Demokrasiye inanmıyorum
Şunu rahatlıkla söyleyebilirim ki, 17 yaşımdan bu yana kendi içimde demokrat olma savaşı veriyorum. İlla da demokrat olunması, demokrasiye inanmak gerektiği, kapitalizmin yarattığı en güçlü mahalle...
Şunu rahatlıkla söyleyebilirim ki, 17 yaşımdan bu yana kendi içimde demokrat olma savaşı veriyorum.
İlla da demokrat olunması, demokrasiye inanmak gerektiği, kapitalizmin yarattığı en güçlü mahalle baskısıdır.
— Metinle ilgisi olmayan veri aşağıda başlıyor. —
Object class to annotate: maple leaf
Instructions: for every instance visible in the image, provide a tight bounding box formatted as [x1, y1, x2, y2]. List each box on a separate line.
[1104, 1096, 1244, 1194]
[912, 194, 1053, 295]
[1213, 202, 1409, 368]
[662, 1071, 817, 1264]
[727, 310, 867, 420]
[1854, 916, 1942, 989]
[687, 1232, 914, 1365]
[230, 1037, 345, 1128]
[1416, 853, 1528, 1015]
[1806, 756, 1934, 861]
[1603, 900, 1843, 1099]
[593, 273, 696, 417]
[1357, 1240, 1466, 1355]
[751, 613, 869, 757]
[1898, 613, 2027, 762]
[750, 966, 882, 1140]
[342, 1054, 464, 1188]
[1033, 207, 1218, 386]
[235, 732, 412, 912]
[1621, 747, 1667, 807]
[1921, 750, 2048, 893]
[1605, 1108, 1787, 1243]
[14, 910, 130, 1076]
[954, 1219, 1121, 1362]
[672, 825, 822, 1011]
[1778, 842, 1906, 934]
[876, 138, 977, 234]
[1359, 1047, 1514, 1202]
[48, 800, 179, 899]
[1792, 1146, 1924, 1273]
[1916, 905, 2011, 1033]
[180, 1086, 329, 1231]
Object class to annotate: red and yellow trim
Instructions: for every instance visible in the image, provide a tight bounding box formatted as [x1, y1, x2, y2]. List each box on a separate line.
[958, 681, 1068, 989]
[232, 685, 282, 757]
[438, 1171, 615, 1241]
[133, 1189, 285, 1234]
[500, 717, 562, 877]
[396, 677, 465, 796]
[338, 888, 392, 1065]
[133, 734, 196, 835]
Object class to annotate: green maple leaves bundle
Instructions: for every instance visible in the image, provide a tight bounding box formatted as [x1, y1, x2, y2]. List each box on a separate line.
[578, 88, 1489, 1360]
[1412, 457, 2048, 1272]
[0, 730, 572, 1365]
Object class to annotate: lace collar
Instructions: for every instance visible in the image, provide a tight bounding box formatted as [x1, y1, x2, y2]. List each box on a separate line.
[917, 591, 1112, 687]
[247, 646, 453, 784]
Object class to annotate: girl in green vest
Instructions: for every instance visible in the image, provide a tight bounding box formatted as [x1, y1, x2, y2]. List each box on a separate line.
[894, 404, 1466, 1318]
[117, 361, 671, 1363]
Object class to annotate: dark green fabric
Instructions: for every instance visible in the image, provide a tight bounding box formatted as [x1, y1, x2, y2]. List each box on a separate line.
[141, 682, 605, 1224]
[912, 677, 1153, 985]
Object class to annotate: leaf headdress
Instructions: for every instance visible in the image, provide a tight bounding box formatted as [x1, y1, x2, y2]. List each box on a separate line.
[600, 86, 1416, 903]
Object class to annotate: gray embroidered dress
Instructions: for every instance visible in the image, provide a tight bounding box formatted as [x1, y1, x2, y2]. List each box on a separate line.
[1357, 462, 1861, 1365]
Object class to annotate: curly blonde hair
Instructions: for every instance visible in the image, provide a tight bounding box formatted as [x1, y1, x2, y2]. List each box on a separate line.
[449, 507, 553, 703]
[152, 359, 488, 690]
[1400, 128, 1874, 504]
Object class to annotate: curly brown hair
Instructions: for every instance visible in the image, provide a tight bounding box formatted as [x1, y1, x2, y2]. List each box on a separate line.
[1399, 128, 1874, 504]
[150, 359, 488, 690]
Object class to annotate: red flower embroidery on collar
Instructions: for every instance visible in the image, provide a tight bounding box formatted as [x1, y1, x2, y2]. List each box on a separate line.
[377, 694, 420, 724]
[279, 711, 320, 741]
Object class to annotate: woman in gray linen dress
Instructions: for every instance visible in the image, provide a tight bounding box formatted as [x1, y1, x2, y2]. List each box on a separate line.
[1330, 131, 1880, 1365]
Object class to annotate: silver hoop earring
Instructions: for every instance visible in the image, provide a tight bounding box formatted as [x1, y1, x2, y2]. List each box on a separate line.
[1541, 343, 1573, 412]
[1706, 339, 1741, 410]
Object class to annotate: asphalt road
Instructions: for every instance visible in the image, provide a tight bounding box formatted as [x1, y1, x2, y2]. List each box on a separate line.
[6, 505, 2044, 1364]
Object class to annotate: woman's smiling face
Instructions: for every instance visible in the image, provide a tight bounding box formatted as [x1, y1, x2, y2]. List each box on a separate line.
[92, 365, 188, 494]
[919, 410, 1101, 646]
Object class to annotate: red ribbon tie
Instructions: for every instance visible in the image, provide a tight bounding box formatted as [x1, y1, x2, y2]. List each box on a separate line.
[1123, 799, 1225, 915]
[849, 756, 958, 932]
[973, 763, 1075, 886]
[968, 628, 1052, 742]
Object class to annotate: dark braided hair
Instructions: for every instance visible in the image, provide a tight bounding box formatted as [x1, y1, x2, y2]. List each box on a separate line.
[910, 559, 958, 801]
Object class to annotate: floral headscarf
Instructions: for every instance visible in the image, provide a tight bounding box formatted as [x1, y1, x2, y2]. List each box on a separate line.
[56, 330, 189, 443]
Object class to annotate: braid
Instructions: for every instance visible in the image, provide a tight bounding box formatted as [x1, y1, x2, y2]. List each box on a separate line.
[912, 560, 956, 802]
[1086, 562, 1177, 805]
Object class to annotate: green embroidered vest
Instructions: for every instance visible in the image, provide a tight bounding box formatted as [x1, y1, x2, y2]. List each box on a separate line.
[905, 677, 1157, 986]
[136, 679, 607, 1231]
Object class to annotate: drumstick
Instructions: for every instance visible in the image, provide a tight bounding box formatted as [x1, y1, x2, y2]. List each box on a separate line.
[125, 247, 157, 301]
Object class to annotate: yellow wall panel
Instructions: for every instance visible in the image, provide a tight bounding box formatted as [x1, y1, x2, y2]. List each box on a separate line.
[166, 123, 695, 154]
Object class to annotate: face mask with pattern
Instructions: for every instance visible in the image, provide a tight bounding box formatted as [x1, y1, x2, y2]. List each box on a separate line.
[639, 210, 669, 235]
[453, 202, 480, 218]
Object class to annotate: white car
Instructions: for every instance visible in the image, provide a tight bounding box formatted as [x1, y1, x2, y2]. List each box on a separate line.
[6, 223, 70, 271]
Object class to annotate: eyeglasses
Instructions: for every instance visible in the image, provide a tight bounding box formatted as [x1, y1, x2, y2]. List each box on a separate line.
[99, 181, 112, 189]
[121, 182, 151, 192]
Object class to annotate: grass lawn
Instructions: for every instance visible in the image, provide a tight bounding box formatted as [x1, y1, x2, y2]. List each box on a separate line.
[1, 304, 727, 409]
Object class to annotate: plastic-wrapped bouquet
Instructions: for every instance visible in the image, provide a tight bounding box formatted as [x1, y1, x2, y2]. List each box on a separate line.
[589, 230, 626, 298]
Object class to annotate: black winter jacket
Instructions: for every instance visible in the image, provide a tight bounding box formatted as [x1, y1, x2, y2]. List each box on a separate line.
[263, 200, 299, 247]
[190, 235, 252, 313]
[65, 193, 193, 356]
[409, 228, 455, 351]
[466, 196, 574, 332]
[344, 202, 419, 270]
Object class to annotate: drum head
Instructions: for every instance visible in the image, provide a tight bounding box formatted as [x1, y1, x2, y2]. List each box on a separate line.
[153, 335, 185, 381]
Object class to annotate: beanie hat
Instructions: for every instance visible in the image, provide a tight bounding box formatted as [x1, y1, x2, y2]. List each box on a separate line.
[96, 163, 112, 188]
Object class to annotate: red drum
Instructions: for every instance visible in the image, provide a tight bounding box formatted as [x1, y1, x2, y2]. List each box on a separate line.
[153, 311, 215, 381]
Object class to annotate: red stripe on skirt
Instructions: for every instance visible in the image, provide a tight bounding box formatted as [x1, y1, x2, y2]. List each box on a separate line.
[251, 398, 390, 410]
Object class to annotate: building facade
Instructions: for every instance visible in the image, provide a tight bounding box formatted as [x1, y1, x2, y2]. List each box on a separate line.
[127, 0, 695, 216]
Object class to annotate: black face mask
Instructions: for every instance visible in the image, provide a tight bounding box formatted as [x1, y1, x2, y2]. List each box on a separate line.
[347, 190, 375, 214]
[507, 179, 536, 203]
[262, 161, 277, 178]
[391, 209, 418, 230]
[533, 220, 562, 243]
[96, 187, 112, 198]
Oysa dürüst olmak gerekirse ben ne demokratım, ne de demokrasiye inanırım.
Bunu itiraf etmek, sistemik mahalle baskısı nedeniyle ayıp, şoke edici bulunur.
“Bu da söylenir mi, yakışır mı?” türünden tepkileri tetikler.
Aslında birçok insan benim gibidir, ama iş konuşmaya gelince kimseden daha büyük demokrat yoktur, herkes demokrat olarak esip gürler.
Benim gibi kendisi hakkında doğruyu söyleyip “Demokrasiye inanmıyorum”diyenler, onları ürkütür; çünkü kendi gerçekleriyle yüzleşmek zorunda kalırlar.
Ben kendimle yüzleştim ve hakkımdaki gerçeği bugün söylemek, beni okuyanlara bir borcumdu, bunu yerine getiriyorum.
Bence yazar olarak kamusal alana çıkmanın kaçınılmaz şartı da budur. Kendiniz hakkında yalan söylemeyeceksiniz, neyseniz onu açıklıkla ortaya koyacaksınız.
Bu açıdan Türkiye’de gündelik yazı yazanlar, bir yalancı ordusudurlar.